«Scuole, cantiere fermo e fondi a rischio»

Guardiagrele. L’opposizione consiliare alla giunta: entro febbraio l’appalto o si perdono 4 milioni
GUARDIAGRELE. «La realizzazione delle nuove scuole dei Cappuccini è in pericolo». L'allarme viene lanciato dal gruppo consiliare di minoranza “Guardiagrele il bene in comune”, che evidenzia che se entro il prossimo febbraio non saranno appaltati i lavori, per un ritardo inspiegabile, la città rischia di perdere il finanziamento di 3 milioni e 900 mila euro. L'opposizione di centrosinistra, con un ordine del giorno, suona quindi la sveglia all'amministrazione comunale guidata dal sindaco Donatello Di Prinzio, invitandola ad andare avanti velocemente nella realizzazione della nuova struttura.

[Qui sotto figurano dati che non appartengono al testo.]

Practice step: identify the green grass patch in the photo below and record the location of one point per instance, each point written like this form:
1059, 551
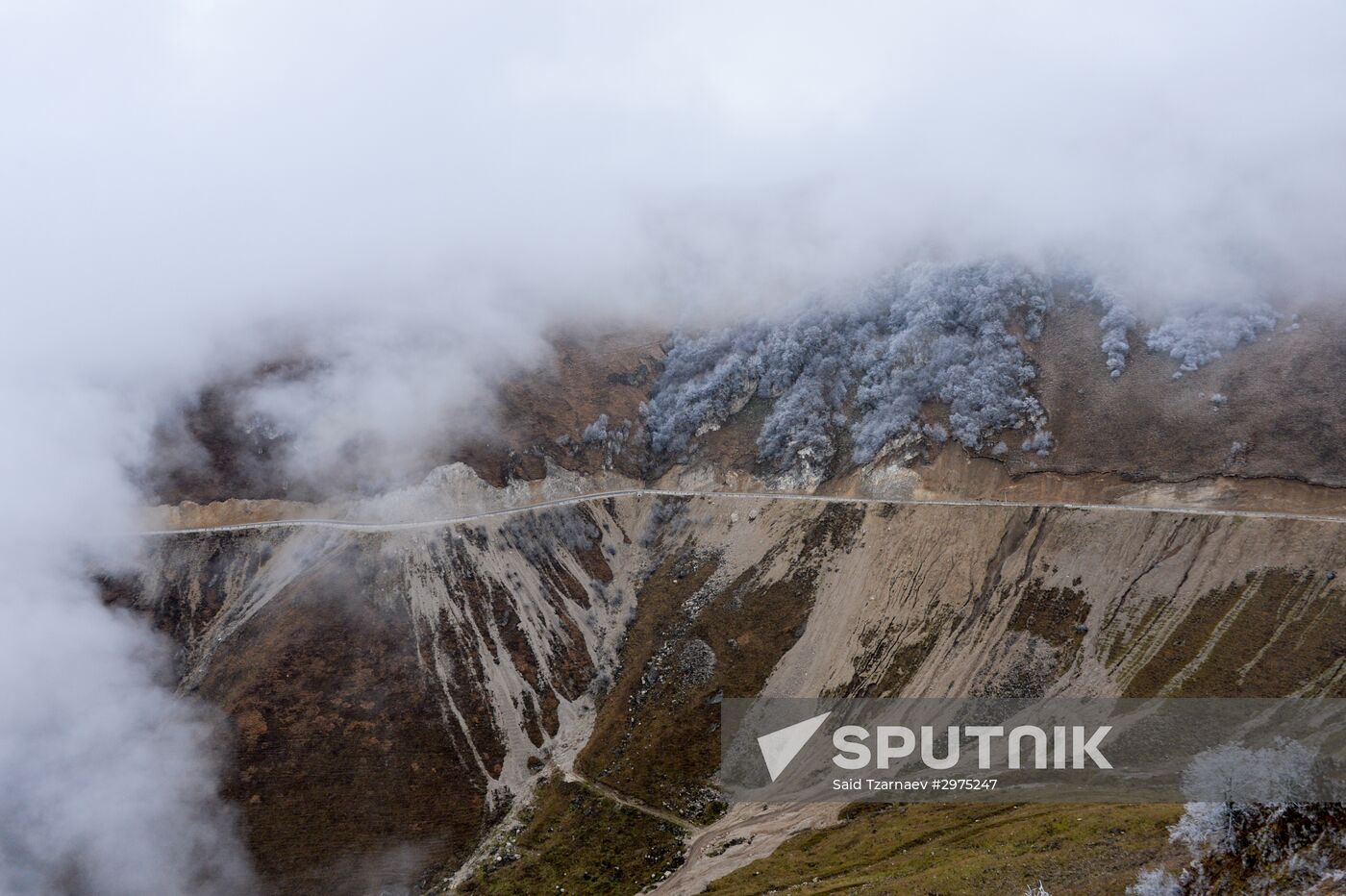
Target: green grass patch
578, 841
946, 849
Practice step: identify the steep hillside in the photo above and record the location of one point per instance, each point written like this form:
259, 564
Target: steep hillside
394, 693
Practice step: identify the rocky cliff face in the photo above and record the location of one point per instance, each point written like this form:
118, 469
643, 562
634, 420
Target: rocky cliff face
393, 694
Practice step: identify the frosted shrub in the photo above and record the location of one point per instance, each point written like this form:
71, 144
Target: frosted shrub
922, 334
1155, 882
1200, 336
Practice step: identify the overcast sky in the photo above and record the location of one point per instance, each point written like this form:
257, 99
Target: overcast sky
419, 188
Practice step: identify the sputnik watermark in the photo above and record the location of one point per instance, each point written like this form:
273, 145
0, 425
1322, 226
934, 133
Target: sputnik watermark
1026, 750
1072, 747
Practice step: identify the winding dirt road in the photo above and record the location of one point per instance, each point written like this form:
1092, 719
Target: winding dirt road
734, 495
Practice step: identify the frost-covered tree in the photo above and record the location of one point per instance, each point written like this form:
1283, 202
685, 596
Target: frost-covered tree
924, 334
596, 431
1200, 336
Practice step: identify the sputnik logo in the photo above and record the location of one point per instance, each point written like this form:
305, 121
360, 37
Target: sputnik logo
783, 745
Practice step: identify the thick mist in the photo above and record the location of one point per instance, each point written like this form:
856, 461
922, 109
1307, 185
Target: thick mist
419, 192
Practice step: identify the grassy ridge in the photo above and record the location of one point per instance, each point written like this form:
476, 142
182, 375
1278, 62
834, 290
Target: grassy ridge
931, 848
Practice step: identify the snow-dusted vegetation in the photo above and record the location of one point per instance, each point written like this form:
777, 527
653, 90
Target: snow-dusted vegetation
948, 336
1200, 336
924, 334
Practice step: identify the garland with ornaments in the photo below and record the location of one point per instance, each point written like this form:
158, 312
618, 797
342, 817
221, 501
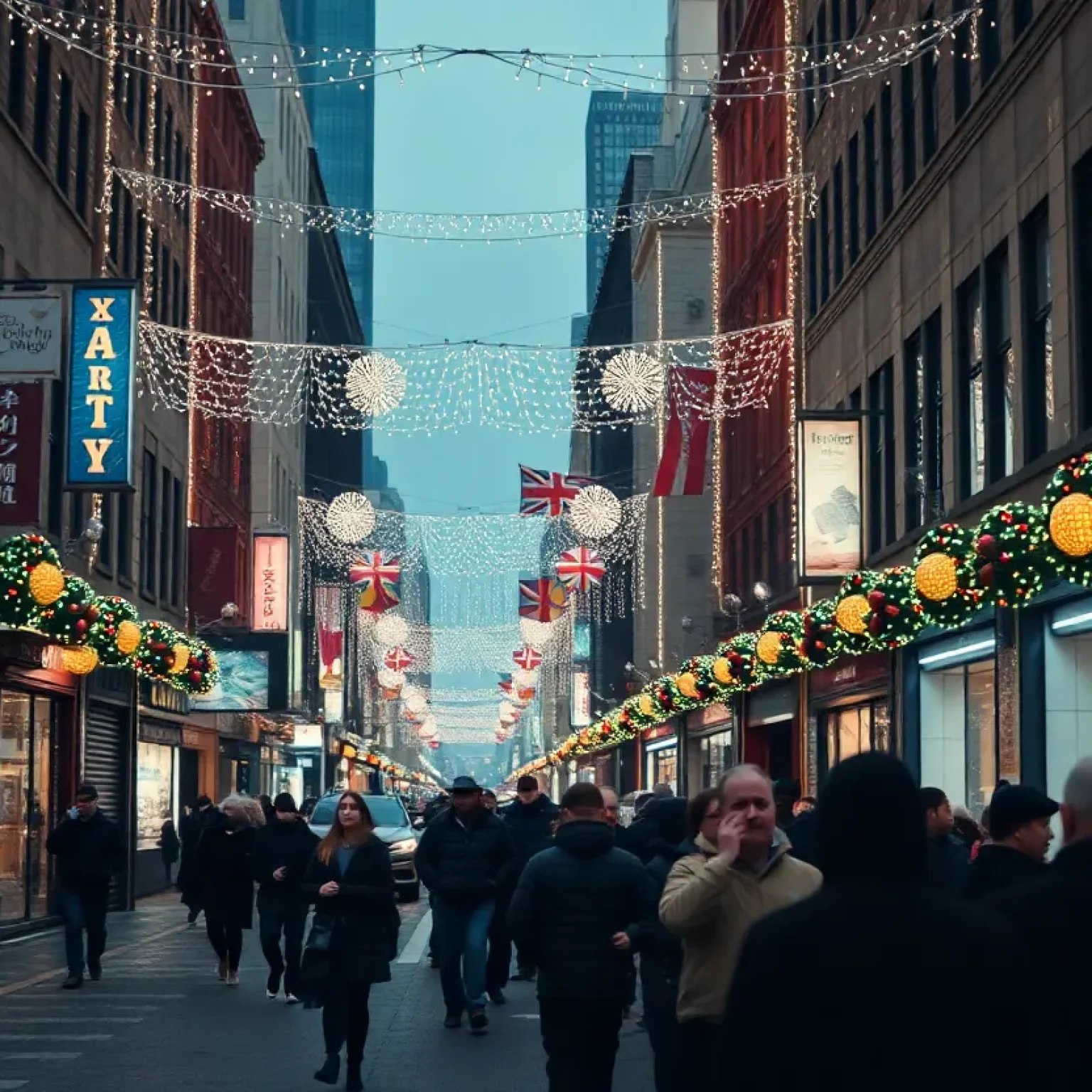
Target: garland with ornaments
87, 629
1007, 560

«Lo scorso 29 ottobre», precisa l'ex sindaco Simone Dal Pozzo, «rispondendo a una richiesta di accesso agli atti, ci è stato confermato che non esiste un progetto della nuova scuola che l'amministrazione comunale vorrebbe realizzare, chiarendoci che, nonostante fin da aprile siano state fatte riunioni per illustrare il campus di cui tanto si è parlato anche in campagna elettorale, l'incarico al progettista è stato dato solo alla vigilia di Ferragosto e, a oggi, non esiste nulla. È un fatto gravissimo», sottolinea Dal Pozzo, «perché il decreto ministeriale che ha assegnato fin da febbraio i fondi al Comune, stabilisce che l'aggiudicazione dei lavori deve esserci entro un anno e, cioè, tra appena tre mesi».
“Guardiagrele il bene in comune” ricorda poi che lo scorso 17 febbraio, in Gazzetta Ufficiale è stato pubblicato il decreto che ha assegnato i fondi alle Regioni e che l'atto del governo, all'articolo 2, stabilisce che il termine entro il quale devono essere affidati i lavori è di 12 mesi dalla pubblicazione per gli interventi sotto la soglia comunitaria, come quella di Guardiagrele. «Il Comune», osserva Dal Pozzo, «potrebbe andare in gara immediatamente e invece siamo fermi, di fronte a falsi problemi, bloccati da un atteggiamento lento e inconcludente che va avanti ormai da oltre un anno. Oggi non ci sono notizie di proroghe e la perdita di questo finanziamento sarebbe un fatto gravissimo per la città. C'è inoltre da capire dove e come si potranno reperire le eventuali risorse aggiuntive che neanche un mutuo potrebbe assicurare, visto che la decisione di dichiarare il dissesto finanziario, impedisce di accedere a prestiti».